Par la voie de ce mécanisme dérogatoire, le juge peut donc écarter certaines dispositions de la loi choisie par les parties. A titre d’exemple, la loi n° 75-1334 du 31 décembre 1975 relative à la sous‐traitance, en ses dispositions protectrices du sous‐traitant, a été qualifiée de loi de police (Cass. mixte, 30 novembre 2007, n° 06-14.006, arrêt Agintis). Dès lors, si un juge français est saisi d’un litige international présentant un lien de rattachement avec la France (notamment si l’ouvrage en question est situé en France), il devra faire application de ces dispositions quand bien même les parties auraient valablement désigné une autre loi pour régir leur contrat.
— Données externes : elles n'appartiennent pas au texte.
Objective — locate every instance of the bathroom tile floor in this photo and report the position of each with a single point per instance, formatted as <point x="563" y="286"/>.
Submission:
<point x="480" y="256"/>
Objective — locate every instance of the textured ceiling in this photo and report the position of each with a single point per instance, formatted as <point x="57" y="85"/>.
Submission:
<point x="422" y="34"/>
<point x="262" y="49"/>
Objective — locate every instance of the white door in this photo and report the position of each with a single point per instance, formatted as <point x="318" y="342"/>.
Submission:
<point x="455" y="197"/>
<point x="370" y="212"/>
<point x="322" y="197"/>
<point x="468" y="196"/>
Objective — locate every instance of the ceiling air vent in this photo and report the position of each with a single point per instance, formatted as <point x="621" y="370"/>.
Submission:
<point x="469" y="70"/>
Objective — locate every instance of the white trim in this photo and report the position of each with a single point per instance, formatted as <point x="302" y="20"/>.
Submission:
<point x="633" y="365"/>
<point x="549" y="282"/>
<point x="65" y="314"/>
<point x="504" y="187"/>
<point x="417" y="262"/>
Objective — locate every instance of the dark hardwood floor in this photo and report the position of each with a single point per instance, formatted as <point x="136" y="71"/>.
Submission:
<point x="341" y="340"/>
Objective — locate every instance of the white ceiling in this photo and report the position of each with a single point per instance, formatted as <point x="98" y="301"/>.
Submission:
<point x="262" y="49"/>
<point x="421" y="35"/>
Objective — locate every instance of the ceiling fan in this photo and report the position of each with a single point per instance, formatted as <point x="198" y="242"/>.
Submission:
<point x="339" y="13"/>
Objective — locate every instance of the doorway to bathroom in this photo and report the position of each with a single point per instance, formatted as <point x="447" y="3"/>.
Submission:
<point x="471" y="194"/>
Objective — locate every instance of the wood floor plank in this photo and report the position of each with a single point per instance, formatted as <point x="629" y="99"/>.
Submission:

Par ailleurs, il convient de noter que le juge français a également la faculté de prendre en considération une loi de police étrangère (il n’en a pas l’obligation).

L’ordre public international

L’ordre public international permet au juge d’écarter une loi étrangère après en avoir fait l’application. Selon l’article 21 du règlement Rome I, "l’application d’une disposition de la loi désignée par le présent règlement ne peut être écartée que si cette application est manifestement incompatible avec l’ordre public du for".

Par ce mécanisme de contrôle a posteriori, le juge peut écarter l’application d’une loi étrangère valablement choisie par les parties mais qui mènerait à un résultat choquant au regard de son ordre juridique interne.

En définitive, si les entreprises bénéficient de la plus grande liberté dans le choix de la loi applicable à leurs contrats internationaux, elles doivent veiller scrupuleusement à ce que ce choix n’entre pas en contradiction avec les dispositions d’ordre public interne, les lois de police et l’ordre public international. A défaut, elles risquent d’encourir le grief de fraude à la loi.